A public school stands on the Upper East Side on August 07, 2020 in the Manhattan borough of New York City. Due to the low COVID-19 infection rates reported in the city, New York Governor Andrew Cuomo announced Friday that all New York school districts may reopen this fall. | Spencer Platt/Getty Images
Reopening is easy. Keeping them open — with everyone healthy — will be the hard part.
Reopening schools is easy. Keeping them open will be the hard part.
As educators prepare to welcome students back to class for the first time in months, schools’ ability to quickly identify and contain coronavirus outbreaks before they get out of hand will be put to the test in thousands of districts around the country.
Newly reopened schools in Mississippi, Indiana and Georgia have already reported infections just days into the academic year, triggering virus protocols that include swiftly isolating infected students, tracing their contacts and quarantining people they exposed.
“It doesn’t matter if you open schools in July, like we did, or if you open in August, September or October. All schools are going to have to deal with the issue of positive COVID-19 test results,” said Lee Childress, superintendent of Corinth School District in Mississippi, where more than 100 students are quarantined at home after being exposed to a handful of infected classmates.
Schools are trying to mitigate the risk of transmission by spreading desks apart, serving meals in the classroom and keeping groups of students together throughout the day. Many schools — but not all — will require students and staff to wear masks, which health experts say is critical to cutting down on spread.
Administrators say it might be difficult to control the mixing and mingling that happens at every school. Asymptomatic carriers could silently spread the virus to many others. A student might not remember every contact, or be reluctant to tell the truth because that would mean forcing friends into quarantine.

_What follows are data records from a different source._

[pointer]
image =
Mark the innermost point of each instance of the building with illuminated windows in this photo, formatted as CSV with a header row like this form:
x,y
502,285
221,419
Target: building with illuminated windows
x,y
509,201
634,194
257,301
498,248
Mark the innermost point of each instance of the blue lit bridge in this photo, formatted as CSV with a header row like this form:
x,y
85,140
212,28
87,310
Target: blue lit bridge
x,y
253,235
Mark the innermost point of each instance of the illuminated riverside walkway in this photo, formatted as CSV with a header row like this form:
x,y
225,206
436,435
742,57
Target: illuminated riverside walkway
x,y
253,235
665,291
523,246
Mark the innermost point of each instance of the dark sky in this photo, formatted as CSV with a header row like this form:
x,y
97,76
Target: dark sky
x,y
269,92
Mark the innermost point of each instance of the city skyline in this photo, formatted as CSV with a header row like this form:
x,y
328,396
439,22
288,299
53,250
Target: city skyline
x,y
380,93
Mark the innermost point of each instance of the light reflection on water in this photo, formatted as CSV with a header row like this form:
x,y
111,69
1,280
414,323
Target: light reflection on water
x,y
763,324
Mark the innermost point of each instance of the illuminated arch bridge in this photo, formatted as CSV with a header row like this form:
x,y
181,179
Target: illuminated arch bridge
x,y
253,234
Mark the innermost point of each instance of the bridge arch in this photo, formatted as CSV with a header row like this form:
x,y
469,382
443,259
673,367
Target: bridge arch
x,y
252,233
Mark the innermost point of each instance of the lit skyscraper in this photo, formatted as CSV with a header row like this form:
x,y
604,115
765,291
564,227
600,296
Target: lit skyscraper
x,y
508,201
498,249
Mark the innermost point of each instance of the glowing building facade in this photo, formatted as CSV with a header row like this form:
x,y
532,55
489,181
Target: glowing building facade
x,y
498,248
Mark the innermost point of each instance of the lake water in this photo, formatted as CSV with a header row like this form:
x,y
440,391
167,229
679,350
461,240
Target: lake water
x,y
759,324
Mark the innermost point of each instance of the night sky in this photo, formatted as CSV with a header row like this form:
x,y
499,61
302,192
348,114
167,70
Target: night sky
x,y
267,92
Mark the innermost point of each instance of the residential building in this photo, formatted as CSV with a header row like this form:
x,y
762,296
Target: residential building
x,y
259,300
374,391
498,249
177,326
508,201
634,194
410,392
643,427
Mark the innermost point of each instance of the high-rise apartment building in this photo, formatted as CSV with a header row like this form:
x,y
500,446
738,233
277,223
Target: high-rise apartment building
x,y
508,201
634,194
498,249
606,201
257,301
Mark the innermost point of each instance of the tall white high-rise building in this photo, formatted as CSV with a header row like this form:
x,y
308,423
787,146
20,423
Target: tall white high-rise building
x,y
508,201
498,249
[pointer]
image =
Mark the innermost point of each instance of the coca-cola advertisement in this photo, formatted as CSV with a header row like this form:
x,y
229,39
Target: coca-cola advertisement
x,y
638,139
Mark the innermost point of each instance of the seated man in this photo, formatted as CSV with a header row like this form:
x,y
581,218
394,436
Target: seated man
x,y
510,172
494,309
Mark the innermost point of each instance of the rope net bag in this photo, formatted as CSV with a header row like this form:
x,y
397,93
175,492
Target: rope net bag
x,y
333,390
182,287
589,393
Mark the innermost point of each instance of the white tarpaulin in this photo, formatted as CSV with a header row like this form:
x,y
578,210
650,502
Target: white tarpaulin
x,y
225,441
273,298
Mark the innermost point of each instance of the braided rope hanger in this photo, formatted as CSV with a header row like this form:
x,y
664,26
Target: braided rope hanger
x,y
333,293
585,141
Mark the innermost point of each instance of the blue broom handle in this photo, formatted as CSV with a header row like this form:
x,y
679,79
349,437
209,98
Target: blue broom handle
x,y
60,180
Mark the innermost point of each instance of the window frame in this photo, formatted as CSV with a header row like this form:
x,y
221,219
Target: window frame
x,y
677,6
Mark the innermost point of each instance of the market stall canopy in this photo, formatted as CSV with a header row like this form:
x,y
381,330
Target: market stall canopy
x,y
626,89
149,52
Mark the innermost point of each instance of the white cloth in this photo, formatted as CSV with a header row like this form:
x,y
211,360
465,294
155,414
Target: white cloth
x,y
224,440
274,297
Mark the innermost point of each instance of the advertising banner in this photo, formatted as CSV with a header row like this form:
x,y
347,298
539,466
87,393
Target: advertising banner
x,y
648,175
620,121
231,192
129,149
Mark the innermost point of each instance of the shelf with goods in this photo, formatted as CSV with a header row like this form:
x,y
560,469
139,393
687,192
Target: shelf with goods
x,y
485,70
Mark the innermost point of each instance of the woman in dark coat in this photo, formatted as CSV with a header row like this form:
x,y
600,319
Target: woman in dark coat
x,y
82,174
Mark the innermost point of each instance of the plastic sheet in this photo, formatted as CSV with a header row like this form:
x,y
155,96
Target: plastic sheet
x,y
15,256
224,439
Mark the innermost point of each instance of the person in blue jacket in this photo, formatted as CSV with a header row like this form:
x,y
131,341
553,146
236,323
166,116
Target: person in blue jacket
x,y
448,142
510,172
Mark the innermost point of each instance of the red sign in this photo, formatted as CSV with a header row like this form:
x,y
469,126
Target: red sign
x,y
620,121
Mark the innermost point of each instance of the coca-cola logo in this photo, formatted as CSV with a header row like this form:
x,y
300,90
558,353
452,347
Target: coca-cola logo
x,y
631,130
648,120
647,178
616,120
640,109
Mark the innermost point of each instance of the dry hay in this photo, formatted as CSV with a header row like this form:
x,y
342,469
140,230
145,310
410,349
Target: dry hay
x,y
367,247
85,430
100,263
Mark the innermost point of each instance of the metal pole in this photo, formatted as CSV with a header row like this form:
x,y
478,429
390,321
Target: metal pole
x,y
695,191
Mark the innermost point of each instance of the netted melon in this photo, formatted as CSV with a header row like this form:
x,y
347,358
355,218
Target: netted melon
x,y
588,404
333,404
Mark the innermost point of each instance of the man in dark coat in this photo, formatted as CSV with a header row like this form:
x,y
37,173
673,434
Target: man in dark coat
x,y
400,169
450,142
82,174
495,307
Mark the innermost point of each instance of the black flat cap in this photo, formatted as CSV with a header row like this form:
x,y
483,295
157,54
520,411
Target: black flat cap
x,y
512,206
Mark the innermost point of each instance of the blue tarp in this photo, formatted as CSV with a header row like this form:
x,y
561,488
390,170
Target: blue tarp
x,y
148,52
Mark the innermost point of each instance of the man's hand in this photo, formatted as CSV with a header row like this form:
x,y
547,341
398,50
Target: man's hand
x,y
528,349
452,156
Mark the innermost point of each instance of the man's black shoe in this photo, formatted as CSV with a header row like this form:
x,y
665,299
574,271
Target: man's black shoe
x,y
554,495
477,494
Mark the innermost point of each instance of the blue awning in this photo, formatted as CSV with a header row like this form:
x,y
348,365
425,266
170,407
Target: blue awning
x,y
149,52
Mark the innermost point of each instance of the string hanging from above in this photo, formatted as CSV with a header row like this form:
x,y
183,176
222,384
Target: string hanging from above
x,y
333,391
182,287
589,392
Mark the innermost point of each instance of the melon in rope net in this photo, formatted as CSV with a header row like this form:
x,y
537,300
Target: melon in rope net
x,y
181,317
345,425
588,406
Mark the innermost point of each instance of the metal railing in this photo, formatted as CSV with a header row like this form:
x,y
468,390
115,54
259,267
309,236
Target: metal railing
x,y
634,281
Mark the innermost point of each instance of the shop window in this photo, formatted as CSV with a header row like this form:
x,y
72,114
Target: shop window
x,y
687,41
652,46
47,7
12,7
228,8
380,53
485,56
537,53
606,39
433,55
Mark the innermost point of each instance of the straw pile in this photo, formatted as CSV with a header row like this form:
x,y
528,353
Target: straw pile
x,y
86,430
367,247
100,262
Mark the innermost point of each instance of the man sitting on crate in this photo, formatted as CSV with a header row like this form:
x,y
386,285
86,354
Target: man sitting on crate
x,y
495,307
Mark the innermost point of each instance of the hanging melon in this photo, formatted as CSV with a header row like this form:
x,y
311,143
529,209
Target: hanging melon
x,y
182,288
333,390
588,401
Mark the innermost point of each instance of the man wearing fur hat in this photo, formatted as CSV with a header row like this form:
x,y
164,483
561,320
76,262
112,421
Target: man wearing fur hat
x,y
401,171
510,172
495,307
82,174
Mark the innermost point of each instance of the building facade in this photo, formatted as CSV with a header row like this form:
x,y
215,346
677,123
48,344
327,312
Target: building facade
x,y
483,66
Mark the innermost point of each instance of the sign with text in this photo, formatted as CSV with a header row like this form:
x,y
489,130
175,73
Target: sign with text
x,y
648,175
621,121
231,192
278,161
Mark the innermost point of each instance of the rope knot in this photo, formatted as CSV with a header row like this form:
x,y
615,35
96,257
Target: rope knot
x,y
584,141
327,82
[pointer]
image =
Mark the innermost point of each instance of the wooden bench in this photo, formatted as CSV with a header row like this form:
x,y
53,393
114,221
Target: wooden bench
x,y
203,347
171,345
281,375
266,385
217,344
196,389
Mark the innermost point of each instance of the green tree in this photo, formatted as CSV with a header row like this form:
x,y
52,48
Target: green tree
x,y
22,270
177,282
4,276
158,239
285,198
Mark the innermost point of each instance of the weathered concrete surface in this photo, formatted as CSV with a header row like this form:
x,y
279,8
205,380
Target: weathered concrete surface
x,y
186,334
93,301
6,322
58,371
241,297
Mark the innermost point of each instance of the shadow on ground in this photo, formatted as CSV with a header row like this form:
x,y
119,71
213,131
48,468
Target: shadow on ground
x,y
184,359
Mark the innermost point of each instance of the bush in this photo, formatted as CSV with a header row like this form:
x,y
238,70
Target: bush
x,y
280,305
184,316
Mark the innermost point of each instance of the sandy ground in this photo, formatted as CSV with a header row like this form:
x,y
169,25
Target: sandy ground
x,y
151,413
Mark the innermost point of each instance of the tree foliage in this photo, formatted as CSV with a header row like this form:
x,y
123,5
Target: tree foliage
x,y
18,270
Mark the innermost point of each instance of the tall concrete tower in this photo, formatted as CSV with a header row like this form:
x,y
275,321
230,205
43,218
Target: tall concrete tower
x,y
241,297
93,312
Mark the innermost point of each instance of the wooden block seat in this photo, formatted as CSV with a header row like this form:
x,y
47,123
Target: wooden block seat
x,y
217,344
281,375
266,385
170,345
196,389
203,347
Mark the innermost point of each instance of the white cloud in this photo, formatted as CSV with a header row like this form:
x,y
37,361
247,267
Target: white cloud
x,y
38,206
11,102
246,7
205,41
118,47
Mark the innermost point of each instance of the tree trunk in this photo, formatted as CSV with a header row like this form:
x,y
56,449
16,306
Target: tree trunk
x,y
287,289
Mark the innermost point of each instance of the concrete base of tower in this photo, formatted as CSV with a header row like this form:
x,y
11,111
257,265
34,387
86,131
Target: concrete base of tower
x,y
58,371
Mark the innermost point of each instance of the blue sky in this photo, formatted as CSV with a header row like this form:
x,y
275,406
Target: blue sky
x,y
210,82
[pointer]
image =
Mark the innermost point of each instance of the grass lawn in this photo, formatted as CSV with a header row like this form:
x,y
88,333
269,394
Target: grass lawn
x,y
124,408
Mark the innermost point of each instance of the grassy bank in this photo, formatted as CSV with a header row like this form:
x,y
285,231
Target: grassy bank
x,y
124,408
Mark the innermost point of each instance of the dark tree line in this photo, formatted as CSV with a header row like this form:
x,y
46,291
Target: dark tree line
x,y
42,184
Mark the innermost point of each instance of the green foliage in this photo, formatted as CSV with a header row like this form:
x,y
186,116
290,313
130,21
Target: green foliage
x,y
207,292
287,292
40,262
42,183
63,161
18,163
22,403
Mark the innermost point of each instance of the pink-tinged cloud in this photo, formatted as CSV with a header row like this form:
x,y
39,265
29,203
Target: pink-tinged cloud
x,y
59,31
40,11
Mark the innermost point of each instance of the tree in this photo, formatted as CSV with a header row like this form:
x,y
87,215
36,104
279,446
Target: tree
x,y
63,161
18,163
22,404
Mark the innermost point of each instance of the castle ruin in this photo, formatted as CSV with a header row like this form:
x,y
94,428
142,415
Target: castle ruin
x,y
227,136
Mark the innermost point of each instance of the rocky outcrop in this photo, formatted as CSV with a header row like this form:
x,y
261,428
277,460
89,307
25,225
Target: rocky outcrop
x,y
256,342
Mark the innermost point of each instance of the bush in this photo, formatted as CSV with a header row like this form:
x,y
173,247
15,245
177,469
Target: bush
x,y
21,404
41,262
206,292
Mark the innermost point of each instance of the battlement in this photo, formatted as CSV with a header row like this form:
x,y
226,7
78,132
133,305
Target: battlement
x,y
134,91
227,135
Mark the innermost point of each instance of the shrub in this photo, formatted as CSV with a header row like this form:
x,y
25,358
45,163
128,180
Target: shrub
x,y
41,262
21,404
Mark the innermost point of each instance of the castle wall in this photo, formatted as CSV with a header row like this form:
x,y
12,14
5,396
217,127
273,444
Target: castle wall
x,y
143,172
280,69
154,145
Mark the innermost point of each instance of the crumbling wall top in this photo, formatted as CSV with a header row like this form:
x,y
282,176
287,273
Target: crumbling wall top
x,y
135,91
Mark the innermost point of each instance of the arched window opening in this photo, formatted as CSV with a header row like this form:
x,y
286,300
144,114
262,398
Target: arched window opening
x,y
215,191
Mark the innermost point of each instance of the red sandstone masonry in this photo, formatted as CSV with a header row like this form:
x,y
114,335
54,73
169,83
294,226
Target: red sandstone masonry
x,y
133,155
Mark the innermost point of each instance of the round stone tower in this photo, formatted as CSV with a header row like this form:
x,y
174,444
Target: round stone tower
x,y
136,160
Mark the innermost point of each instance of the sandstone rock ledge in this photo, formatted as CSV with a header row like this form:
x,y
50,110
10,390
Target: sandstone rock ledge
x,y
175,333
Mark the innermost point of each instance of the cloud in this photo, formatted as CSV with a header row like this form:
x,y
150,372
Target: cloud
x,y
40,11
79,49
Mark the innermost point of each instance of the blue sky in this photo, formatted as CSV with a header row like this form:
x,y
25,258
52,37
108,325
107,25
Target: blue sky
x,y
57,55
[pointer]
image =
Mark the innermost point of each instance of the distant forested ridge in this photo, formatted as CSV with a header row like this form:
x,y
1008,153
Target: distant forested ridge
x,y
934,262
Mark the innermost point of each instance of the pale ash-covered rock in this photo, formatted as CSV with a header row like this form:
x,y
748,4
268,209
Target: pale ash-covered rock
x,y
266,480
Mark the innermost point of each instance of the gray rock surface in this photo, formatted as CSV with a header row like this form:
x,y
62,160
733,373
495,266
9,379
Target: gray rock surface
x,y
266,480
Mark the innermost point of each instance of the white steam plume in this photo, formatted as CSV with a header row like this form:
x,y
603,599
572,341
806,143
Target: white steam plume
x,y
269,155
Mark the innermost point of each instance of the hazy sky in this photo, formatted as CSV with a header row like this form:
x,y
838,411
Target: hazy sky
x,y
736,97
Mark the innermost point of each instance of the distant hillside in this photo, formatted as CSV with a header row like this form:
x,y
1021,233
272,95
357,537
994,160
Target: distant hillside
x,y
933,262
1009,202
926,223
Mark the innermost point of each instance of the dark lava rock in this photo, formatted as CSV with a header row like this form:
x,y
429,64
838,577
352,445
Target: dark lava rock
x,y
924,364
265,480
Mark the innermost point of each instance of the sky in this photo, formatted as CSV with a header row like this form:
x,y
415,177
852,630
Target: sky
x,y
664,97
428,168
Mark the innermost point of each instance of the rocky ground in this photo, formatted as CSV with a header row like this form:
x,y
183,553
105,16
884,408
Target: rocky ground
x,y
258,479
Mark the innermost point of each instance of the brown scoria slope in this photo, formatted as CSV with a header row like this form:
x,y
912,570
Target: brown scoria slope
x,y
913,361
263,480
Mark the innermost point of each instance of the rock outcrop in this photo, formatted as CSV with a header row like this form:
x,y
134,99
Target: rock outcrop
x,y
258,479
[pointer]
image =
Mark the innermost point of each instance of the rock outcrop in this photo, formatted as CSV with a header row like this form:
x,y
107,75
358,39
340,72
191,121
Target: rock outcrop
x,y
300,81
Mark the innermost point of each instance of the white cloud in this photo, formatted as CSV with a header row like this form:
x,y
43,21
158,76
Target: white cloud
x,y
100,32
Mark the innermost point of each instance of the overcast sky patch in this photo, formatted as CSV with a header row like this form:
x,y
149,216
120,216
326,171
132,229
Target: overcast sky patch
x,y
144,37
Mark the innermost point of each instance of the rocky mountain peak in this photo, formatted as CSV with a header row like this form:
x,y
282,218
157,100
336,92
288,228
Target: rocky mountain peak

Contact tracing might prove difficult “when you have that many students and they have multiple contacts inside of a building,” said Dallas schools chief Michael Hinojosa.
Schools are reopening as new infections run at about 55,000 a day in the U.S. While that’s down from a peak of well over 70,000 in the second half of July, cases are rising in about half of the states, and deaths are climbing in many of them.
In Indiana, where case numbers and the positivity rate have been rising, a student showed up to class outside Indianapolis before getting the results of a virus test. Greenfield-Central Junior High soon learned he was positive.
It was the first day of school.
“We felt like we were at a good place to start school and then, through no fault of our own, a kid comes to school who shouldn’t have been there,” Superintendent Harold Olin said, acknowledging “uncomfortable” conversations with parents whose children then had to be quarantined.